Les commentaires, souvent anonymes, accusent le Planning familial de faire passer les personnes trans avant les femmes et d'invisibiliser ces dernières, jusque dans ses communications. "Le Planning est ouvert à tous et toutes, on utilise un vocabulaire plus inclusif pour que les personnes s'identifient mais ce n'est pas pour autant qu'on enlève le mot femme", déclare Sarah Durocher à l'AFP.
Des figures féministes, accusées de transphobie, ont été attaquées sur les réseaux sociaux ces dernières années, en France comme ailleurs. Au Royaume-Uni, où le statut des personnes trans est l'objet de vifs débats, c'est par exemple le cas de l'autrice de la saga Harry Potter, J.K. Rowling, qui défend l'importance du sexe biologique.
La division fait partie du féminisme
En France, des militantes féministes rapportent des faits de violence lors de manifestations. "On a reçu des oeufs dans le visage, on a été frappées parce qu'on tient cette position de dire qu'être une femme n'est pas un sentiment, c'est une réalité biologique matérielle", témoigne auprès de l'AFP Marguerite Stern, créatrice des Collages contre les féminicides.
Pour l'ancienne Femen, il n'est "pas normal" que les personnes trans, "minoritaires", prennent "autant de place dans le débat", car cela entraîne, selon elle, des mécanismes d'"invisibilisation des femmes".
"La division fait partie du féminisme, cela a toujours été le cas, elle ne porte pas sur les mêmes thèmes selon les périodes", observe Françoise Picq, historienne du féminisme. "Les débats sur le voile et la prostitution étaient tout aussi violents lors des décennies précédentes", rappelle-t-elle.
Deux groupes de féministes
Le sujet de l'identité de genre a émergé récemment en France. Il oppose deux groupes de féministes : les "critiques du genre", qui définissent les femmes à partir de critères biologiques communs et excluent donc les femmes trans de la catégorie, et les "intersectionnelles" ou "inclusives", qui soutiennent que les femmes trans sont des femmes de par leur sentiment et leur expérience individuelle.

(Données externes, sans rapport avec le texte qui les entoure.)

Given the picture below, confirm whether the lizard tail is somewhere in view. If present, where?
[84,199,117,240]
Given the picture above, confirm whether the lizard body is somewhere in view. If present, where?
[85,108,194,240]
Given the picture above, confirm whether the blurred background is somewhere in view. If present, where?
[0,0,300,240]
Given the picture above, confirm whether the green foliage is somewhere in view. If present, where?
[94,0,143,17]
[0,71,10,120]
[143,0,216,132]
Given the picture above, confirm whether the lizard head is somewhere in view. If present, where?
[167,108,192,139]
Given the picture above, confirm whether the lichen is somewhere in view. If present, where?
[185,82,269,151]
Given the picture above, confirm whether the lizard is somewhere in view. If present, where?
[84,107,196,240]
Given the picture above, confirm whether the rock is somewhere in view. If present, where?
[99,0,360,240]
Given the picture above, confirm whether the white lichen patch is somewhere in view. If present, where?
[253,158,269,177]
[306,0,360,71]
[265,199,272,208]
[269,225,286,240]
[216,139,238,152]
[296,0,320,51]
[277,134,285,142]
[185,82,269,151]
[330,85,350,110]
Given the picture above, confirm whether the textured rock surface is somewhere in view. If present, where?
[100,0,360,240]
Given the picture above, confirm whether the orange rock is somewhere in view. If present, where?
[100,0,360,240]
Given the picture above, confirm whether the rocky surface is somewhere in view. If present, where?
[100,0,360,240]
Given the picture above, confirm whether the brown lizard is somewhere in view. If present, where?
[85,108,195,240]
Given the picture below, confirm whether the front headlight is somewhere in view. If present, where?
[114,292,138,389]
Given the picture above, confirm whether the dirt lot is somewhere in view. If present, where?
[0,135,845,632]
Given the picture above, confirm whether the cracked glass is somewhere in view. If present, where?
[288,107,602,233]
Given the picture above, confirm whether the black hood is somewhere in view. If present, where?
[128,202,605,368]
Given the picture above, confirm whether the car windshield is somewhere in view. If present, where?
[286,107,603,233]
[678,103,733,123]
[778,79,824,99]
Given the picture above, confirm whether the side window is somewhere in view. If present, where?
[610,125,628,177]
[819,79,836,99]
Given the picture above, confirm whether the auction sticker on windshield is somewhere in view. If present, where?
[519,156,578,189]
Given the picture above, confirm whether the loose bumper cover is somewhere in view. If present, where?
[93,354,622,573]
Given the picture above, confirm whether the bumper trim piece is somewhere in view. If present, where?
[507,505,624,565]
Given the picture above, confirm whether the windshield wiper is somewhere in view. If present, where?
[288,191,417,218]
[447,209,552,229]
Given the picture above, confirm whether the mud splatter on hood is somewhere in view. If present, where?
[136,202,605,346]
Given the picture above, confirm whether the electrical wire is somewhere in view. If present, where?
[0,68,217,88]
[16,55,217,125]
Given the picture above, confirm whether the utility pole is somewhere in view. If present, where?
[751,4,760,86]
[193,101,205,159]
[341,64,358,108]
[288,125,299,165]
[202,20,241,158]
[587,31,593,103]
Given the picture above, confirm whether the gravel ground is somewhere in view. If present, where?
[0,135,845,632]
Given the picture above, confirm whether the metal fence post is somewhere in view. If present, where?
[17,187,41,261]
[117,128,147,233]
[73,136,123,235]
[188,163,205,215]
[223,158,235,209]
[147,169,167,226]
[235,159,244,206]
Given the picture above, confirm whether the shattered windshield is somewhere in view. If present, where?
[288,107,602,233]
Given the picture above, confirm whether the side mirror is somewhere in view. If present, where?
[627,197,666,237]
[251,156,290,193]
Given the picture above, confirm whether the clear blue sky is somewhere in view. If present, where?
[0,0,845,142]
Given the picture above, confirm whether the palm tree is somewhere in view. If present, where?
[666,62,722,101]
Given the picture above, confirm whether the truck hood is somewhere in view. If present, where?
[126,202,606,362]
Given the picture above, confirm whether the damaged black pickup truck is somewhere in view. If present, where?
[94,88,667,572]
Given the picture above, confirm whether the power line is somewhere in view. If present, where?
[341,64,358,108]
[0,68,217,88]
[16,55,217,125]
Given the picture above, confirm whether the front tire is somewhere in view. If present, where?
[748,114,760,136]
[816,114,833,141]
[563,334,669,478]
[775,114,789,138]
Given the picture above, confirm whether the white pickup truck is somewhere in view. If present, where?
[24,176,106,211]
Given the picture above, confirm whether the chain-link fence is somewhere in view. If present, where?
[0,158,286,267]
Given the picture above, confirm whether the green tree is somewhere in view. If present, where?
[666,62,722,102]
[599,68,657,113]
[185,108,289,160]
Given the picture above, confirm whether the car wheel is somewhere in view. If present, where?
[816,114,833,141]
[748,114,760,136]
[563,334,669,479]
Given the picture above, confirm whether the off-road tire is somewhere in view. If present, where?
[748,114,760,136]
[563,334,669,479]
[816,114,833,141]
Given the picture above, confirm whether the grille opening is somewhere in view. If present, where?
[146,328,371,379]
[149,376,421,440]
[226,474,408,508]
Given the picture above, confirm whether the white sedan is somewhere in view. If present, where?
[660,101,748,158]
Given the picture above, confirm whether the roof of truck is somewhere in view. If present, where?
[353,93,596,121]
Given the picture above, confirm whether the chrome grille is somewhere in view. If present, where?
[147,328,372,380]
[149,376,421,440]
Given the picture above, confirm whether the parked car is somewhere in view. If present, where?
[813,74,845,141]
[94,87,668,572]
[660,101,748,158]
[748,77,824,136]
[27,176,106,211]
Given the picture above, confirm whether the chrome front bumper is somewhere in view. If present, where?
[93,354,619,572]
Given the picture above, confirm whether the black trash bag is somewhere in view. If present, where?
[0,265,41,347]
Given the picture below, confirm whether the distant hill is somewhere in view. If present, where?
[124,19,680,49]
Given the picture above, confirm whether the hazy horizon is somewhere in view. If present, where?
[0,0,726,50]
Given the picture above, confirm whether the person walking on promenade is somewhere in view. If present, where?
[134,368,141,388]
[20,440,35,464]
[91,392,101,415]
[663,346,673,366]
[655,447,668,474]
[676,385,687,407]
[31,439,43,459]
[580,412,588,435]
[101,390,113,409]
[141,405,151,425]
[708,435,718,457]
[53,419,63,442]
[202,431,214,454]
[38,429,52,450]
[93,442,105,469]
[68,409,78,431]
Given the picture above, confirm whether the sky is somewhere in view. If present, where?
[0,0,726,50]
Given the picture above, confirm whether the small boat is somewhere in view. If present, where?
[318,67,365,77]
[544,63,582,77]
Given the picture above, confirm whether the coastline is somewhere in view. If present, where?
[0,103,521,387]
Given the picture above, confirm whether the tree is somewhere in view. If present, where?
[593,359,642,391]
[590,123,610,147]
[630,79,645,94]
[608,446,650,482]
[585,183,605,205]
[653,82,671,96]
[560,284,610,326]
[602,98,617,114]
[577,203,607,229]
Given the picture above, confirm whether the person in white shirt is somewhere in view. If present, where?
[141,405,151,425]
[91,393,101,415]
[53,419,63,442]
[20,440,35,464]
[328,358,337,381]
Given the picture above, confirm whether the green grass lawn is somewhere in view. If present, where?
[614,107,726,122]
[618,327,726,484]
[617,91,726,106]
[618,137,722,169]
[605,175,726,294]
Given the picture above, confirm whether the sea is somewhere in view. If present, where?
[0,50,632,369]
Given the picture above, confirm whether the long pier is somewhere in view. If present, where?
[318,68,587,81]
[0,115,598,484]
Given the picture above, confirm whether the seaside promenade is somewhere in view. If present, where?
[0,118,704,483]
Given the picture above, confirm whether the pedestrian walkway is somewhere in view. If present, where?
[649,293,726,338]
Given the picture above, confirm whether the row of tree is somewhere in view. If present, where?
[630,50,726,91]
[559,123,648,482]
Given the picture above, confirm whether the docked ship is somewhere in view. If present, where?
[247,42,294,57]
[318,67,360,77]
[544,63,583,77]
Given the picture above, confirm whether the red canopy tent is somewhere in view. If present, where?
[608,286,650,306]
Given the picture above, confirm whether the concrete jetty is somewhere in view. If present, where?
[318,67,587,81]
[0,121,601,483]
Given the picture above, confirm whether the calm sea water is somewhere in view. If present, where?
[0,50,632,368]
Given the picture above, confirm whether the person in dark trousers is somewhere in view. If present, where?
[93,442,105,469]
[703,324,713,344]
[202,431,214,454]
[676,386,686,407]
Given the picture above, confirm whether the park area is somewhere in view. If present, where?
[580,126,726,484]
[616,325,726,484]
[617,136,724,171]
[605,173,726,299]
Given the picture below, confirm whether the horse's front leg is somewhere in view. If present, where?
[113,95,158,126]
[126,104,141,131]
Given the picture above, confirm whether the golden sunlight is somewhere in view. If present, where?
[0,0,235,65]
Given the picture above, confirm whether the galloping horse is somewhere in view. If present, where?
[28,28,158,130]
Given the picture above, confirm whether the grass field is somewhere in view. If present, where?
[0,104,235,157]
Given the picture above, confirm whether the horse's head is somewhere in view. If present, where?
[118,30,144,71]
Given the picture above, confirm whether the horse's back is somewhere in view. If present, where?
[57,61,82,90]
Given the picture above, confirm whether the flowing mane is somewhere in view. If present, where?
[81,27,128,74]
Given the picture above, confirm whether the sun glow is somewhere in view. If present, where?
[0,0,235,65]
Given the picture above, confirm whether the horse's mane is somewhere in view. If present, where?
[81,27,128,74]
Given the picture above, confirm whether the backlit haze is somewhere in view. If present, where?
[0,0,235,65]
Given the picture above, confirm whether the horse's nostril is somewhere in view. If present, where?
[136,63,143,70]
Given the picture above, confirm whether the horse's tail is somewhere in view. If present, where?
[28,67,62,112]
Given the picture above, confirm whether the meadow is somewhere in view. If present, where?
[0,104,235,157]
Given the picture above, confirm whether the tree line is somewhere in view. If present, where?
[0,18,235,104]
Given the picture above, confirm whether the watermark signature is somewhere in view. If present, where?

"Le féminisme est une question politique et non pas morale, qui relève de la liberté et de l'égalité, deux concepts de la démocratie qui ne se conjuguent pas ensemble facilement", rappelle Geneviève Fraisse, philosophe et autrice d'À côté du genre, sexe et philosophie de l'égalité (repris en poche aux PUF en mars 2022).
Rien d'anormal donc à ce que le mouvement soit traversé de divergences. "C'est un signe de bonne santé politique, nous sommes suffisamment nombreuses pour être en désaccord", souligne à l'AFP Geneviève Fraisse.